Four excavation squares were opened in the area of the planned pylon, revealing a thin layer of topsoil (0.1–0.2 m; Fig. 2) overlying the bedrock. The archaeological remains on the bedrock consisted mainly of sporadic pottery sherds, flints and stone tools that probably rolled down the slope from the adjacent site.
The pottery sherds date from several periods. The holemouth jars (Fig. 3:1–4) reflect the Early Bronze Age occupation, identified in the previous excavation (Nahshoni and Talis 2015).
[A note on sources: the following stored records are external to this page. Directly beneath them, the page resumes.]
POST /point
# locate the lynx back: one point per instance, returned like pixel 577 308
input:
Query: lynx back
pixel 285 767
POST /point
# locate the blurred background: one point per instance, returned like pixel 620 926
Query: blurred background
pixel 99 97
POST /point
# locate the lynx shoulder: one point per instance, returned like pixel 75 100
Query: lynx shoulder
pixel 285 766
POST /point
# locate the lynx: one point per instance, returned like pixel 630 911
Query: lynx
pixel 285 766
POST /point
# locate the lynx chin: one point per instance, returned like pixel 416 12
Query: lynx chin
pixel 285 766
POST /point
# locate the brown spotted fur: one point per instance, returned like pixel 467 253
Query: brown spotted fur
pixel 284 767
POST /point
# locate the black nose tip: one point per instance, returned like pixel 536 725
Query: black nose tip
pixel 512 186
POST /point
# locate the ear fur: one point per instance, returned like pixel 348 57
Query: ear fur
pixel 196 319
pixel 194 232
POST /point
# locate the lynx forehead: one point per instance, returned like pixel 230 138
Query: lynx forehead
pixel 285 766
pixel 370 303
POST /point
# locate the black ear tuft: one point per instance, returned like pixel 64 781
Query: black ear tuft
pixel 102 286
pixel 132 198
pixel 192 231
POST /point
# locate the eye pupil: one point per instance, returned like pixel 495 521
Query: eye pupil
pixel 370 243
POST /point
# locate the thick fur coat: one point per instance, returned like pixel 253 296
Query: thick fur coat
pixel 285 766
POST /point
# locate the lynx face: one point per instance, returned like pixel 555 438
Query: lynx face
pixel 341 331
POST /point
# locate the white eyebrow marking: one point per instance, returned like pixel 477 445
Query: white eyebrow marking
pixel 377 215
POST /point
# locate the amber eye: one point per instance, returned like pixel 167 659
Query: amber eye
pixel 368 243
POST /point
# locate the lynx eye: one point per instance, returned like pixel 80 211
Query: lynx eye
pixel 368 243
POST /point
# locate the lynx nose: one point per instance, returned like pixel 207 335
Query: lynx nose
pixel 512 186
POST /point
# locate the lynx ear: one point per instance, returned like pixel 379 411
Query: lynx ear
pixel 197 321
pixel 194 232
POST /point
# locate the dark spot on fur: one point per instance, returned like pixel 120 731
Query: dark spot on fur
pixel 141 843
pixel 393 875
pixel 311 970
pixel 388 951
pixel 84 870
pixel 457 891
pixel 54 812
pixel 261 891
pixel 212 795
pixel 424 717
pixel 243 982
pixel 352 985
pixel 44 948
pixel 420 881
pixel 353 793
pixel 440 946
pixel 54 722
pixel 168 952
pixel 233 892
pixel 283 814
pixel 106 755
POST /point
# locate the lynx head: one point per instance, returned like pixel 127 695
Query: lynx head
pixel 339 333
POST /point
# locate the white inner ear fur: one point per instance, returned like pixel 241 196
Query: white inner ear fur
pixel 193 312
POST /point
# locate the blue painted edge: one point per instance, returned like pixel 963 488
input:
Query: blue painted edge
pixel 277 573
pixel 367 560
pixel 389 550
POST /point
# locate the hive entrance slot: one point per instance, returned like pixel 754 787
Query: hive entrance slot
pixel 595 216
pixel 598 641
A few sherds date from the Middle–Late Bronze Ages (Fig. 3:5, 6), the Late Bronze Age (Fig. 3:7–9), Iron Age I–II (Fig. 3:10, 11), Iron Age II (Fig. 3:12, 13) and the Persian period (Fig. 3:14); all these periods were identified in the previous survey and excavation.
The limited finds indicate that the excavated area was located at the outer margins of the site of Umm el-Baqar, which was occupied in the Early, Middle and Late Bronze Ages, Iron Age I–II and the Persian period.